While there is individual variation within any culture, cultural learning patterns form along continua of learning styles. In some cultures making errors in public is a huge social shame to be avoided at all cost, while in others, they are thought of mainly as fodder for more learning (even if no one likes making them). In some cultures, people tend to favor learning collaboratively, while in others, there's more of a focus on the individual. In some cultures, people like to build their wall of learning brick by brick, while in others, the bricks get sketched in as you think about the whole wall, or sections of it.
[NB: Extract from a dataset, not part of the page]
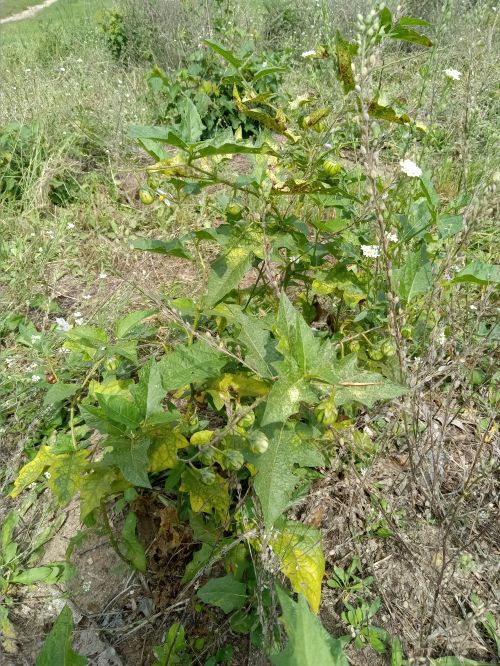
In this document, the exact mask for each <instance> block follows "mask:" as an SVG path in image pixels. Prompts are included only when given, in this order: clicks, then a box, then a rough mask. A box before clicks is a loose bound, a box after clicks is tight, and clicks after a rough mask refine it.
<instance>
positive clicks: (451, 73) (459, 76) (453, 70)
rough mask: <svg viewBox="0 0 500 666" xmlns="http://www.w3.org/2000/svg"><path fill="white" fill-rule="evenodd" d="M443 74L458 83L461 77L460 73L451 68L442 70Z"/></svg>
mask: <svg viewBox="0 0 500 666" xmlns="http://www.w3.org/2000/svg"><path fill="white" fill-rule="evenodd" d="M443 72H444V73H445V74H446V76H447V77H448V78H449V79H453V81H460V77H461V76H462V72H459V71H458V69H453V68H452V67H449V68H448V69H443Z"/></svg>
Ken once asked the Cambodian paraprofessional at his school, whom he relied on as a cultural informant, about why a lot of the Cambodian students seemed so shy about asking questions or giving opinions about academic topics even when encouraged to do so and even if not in front of the whole class. The para said that in Cambodian culture, children are just expected to learn the approved knowledge given to them by responsible adults, without question. For a Cambodian student to ask the teacher a question would mean one of two things: either they hadn't been paying attention well, which was bad; or they hadn't understood, which would be like telling the teacher, "You didn't explain it well enough, so take another stab at it," which would be horribly rude.
In a diverse classroom, we could imagine a student whose learning identity is passive until adult-directed, who has a low tolerance for errors, who expects to learn brick by brick, and who is not proactive about posing questions (either to the teacher or within him- or herself). How would that student look to us in our classroom? Maybe as a "slow learner" who has "special needs"?